1. Introduction
Sometimes when we try to access a file, we may experience the message the file is busy. This means that the system is running a process that is using the file, keeping it open either for reading or writing. When this happens, sometimes we’ll want to discover the process that uses the file.
In this tutorial, we’ll look at how to find the process that is using a file.
2. Methods and Commands to Find the Process
There are a couple of commands which can help us to find processes that operate on files, so we’ll start there. These commands gather data from the Linux kernel because it is responsible for running the processes, file systems, among other things. Additionally, we’ll read the kernel tables directly to get the needed info.
2.1. The fuser Command
Let’s start with the fuser command that lists processes using files or sockets. It can also be used to kill a process. We can use it with the -v parameter to get a verbose output:
$ fuser -v text.txt
USER PID ACCESS COMMAND
/home/john/text.txt:
john 22829 f.... less
As we can see, in this case, the less process is accessing the file. *The fuser command returns the PID, the user who called the process, and the file states*.
Running the command with the -k option will kill the process that it finds. Let’s give it a try to kill the less process, with SIGKILL, using the PID 24815:
$ fuser -k text.txt
/home/john/text.txt: 24815
Let’s say the same file is being accessed by vi. When we run the same command, nothing will be returned because vi opens the file, reads its content to memory, and closes it. The kernel did its job already, so information on the file is not available.
However, we can try finding the process by analyzing and guessing the output of fuser -cv text.txt. The response is a list of all processes that are accessing files on the same file system. In this case, the last line of the output is the process we’re looking for. However, that may not always be the case.
$ fuser -cv text.txt
USER PID ACCESS COMMAND
/home/john/text.txt:
root kernel mount /home
...
john 24807 F.c.. vi
Running the command with the -k option may kill all processes that use the pointed file or directory, so use it with care.
2.2. The lsof Command
The lsof command can return a list of open files. To narrow down the results and keep the heading line, we’ll use it with the head and grep commands. Assuming vi is still running, let’s give it a try:
$ lsof | { head -1 ; grep text.txt ; }
COMMAND PID TID TASKCMD USER FD TYPE DEVICE SIZE/OFF NODE NAME
vi 24807 john 4u REG 8,3 12288 3147621 /home/john/.text.txt.swp
The lsof command returns the process name, the PID, and the user who is running the process. If the process has threads, we’ll see their identification number, TID, with the task command. The FD field can have three parts: file descriptor (4 in our case) is the first, a mode character is the second (u means the file is accessible for reading and writing), and a lock character is the third.

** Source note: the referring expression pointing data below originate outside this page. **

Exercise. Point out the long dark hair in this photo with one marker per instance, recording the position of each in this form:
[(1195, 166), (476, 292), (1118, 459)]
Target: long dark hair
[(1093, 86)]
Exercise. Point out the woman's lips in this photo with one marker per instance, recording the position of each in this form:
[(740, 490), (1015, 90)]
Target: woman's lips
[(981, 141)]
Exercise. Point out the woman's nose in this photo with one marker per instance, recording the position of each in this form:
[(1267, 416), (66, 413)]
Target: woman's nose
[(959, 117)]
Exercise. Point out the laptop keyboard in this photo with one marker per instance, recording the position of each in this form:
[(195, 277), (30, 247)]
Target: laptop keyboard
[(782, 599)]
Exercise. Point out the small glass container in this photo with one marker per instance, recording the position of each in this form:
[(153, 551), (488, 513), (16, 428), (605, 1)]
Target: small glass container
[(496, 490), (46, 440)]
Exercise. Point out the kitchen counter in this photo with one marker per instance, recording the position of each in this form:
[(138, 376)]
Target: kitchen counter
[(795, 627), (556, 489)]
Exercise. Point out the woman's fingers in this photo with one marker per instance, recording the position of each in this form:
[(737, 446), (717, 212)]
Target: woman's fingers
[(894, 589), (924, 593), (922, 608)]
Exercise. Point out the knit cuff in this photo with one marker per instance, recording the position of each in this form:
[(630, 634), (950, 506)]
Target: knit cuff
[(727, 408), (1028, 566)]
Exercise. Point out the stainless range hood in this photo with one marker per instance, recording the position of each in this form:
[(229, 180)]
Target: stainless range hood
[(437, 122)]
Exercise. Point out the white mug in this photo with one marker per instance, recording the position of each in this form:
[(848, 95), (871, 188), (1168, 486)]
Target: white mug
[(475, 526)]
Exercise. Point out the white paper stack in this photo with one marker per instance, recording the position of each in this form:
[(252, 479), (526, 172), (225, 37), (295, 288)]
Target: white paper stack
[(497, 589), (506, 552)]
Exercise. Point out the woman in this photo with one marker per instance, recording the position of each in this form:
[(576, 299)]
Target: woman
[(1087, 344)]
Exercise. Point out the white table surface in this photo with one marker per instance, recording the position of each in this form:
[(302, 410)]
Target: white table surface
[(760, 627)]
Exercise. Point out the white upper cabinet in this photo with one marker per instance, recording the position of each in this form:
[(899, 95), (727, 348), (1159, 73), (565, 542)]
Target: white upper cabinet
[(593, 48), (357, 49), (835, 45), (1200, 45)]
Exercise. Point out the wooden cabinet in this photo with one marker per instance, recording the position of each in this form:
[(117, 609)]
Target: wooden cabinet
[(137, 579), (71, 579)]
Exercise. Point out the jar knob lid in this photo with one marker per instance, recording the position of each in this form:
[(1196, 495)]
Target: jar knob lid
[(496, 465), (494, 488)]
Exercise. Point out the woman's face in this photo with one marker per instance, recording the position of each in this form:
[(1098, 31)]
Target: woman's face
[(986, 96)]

Let’s look at the output when the less command is accessing the file, instead of vi:
$ lsof | { head -1 ; grep text.txt ; }
COMMAND PID TID TASKCMD USER FD TYPE DEVICE SIZE/OFF NODE NAME
less 28423 john 4r REG 8,3 75 3146117 /home/john/text.txt
In this case, we see that the file is opened for reading, with FD = 4r.
Just as with fuser, however, if we’re using vi to edit the file, lsof won’t show it as in use.
The command has plenty of options. For instance, the -t gives only process identifiers without a header, making it helpful in writing scripts.
lsof is very similar to fuser, except it can’t kill the processes. However, because lsof also gives us the PID, we can join it with the kill command:
$ kill -TERM `lsof -t text.txt`
To discover PIDs of all processes using files in a directory and below, we can recursively scan it with +D.
Additionally, lsof is frequently used to find all files opened by a given (by PID) process:
$ lsof -p <PID>
2.3. Getting Information From the Kernel Directly
Another way of detecting the process of a file in use is by accessing the kernel directly. The kernel keeps the data under /proc. Information about a process is in the directory /proc/<pid_the_process>. It contains entries for everything opened by the process file, named by its file descriptor, which is linked to the actual file.
Therefore, we only need to use the ls command:
ls -l /proc/*/fd
Let’s improve these results with a script that only prints the PID:
#!/usr/bin/bash
for pid in /proc/{0..9}*; do
i=$(basename "$pid")
for file in "$pid"/fd/*; do
link=$(readlink -e "$file")
if [ "$link" ]; then
echo "PID $i: $link"
fi
done
done | grep $1
For each PID in dir /proc/pid, we’re digging into the directory and then to the subdirectory, fd. Then we read the links. If this link is a file, we print its name. Finally, grep the result with the given file name.
If we save this script as mylsof and permit it to execute (chmod u+x mylsof), we can use it to solve our problem:
$ ./mylsof text.txt
PID 30069: /home/john/text.txt
Getting information from the kernel always works, even on systems with BusyBox. It can help if neither lsof nor fuser is in the system.
3. Conclusion
In this article, we’ve looked at finding a process that is accessing a file. We started with the fuser command, and then we looked at using lsof. We also looked into the kernel to select needed data.